Closed gboeing closed 7 years ago
@smmaurer I'll benchmark number 1 later this week. I wrote the great circle routine myself, and it's all vectors, so it's fast. I'm using a scipy routine for the euclidean distance matrix, and I'm not sure how they implemented it. If their routine isn't particularly fast, it'll be easy enough to re-write it myself fully vectorized with numpy.
Regarding number 2, I liked the hierarchical index because it seems more pandas-like, makes for fast indexing, and matches the (presumed) structure we'd want to use in a relational DB (i.e., columns of origin_key, destination_key and distance -- with indices for the two keys). We can inspect the memory requirements of each format as part of the decision of how to represent the data. That said, it's trivial to unstack the dataframe into an i x j matrix instead of a stacked, multi-indexed vector.

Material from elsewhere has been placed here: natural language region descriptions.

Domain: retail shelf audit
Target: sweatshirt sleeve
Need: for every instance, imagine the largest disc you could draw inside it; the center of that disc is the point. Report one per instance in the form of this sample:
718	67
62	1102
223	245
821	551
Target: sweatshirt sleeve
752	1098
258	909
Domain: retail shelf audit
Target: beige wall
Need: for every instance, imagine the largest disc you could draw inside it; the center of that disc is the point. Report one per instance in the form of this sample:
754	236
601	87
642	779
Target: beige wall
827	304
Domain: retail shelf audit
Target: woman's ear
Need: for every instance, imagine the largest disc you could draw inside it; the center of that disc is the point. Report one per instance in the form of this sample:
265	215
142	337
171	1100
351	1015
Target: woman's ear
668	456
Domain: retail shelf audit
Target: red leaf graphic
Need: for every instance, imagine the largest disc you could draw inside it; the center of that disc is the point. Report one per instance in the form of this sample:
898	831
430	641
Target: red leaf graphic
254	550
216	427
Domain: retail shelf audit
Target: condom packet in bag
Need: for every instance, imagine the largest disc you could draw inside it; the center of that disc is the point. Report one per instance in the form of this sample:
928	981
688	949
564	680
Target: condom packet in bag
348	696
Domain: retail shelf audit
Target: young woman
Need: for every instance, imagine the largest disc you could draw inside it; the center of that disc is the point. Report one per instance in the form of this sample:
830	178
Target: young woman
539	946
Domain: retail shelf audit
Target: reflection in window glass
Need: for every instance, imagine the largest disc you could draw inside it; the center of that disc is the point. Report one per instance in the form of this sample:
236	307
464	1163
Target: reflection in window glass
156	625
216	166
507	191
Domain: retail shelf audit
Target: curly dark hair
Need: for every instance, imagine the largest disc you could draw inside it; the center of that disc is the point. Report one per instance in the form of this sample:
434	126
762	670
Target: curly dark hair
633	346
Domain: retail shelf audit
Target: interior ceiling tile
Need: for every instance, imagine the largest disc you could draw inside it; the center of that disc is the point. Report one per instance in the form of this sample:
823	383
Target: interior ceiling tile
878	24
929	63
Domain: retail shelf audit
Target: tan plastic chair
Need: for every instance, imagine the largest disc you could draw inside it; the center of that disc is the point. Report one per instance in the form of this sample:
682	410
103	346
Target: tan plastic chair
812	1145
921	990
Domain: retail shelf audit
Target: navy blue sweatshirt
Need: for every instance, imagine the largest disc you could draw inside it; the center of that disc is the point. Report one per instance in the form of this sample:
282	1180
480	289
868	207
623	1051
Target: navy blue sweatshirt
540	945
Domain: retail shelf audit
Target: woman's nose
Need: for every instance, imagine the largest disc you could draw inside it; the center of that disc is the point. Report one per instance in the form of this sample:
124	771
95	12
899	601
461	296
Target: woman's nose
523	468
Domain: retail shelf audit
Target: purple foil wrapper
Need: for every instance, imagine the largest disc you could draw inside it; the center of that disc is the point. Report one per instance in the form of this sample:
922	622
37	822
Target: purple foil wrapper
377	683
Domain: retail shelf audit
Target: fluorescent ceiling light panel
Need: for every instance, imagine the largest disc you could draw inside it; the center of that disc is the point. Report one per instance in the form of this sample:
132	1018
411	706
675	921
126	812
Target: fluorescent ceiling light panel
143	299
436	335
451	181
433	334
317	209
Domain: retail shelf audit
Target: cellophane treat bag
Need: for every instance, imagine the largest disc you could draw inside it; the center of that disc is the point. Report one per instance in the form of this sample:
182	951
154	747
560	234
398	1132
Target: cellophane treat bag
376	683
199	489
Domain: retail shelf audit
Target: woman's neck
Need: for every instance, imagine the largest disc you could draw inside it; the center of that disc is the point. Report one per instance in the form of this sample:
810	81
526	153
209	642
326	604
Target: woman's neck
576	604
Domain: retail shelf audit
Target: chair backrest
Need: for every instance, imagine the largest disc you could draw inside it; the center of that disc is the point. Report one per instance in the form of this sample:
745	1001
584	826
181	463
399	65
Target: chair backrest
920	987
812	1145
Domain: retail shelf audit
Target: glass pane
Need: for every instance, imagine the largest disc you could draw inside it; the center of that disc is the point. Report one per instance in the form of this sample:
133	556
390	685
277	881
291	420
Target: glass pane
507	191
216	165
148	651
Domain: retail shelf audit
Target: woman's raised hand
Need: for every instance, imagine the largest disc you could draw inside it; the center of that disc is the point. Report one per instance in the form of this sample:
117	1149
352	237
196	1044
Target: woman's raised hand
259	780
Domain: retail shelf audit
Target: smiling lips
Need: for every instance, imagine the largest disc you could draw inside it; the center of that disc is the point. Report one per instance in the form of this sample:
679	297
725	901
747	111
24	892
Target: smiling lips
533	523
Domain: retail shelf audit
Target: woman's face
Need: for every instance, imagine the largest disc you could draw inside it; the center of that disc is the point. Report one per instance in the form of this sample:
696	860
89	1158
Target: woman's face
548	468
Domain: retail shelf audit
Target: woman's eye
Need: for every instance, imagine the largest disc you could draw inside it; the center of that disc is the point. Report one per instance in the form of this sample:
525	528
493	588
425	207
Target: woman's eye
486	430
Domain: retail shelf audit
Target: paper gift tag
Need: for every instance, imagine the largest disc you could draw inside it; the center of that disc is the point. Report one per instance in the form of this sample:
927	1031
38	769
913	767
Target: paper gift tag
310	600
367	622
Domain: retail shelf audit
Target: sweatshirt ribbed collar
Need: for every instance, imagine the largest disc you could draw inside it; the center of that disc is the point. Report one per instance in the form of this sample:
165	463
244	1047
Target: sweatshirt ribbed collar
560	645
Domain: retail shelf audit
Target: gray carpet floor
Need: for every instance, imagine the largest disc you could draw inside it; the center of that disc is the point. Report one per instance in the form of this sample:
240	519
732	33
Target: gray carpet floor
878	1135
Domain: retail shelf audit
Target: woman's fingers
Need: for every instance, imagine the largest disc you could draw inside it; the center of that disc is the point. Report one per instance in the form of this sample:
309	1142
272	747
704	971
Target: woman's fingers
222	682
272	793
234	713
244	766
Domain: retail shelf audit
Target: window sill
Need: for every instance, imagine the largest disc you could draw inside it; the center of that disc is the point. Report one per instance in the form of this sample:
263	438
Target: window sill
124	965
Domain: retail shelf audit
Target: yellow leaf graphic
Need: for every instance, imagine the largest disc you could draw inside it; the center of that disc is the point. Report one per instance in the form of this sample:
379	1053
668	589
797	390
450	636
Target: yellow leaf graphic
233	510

I'll check out the above and lastly will add some more tests of the distance matrix module before doing a merge (probably later this week).
@gboeing Ok, great! I think we're on the same page about number 2 -- I agree that a hierarchical index seems better. The distance matrix demo notebook currently generates an i x j CSV, but we can change it to [i * j] x 3, with columns for the origin key, destination key, and distance.
Thanks again for putting together these distance calculations! Later this week I'll take a look at integrating them into the merging/sampling code..
@smmaurer regarding benchmarking euclidean vs great circle calculations... the wall time in the notebook was actually 34 ms (euclidean) vs 1.47 s (great circle). So great circle takes about 43x longer to run. So, the scipy routine seems sufficiently fast and I'll leave that as is.
@gboeing Oh, that makes more sense. Sorry for misreading it!
We do not need to merge this PR yet... I'm just opening it now for a place to discuss/comment.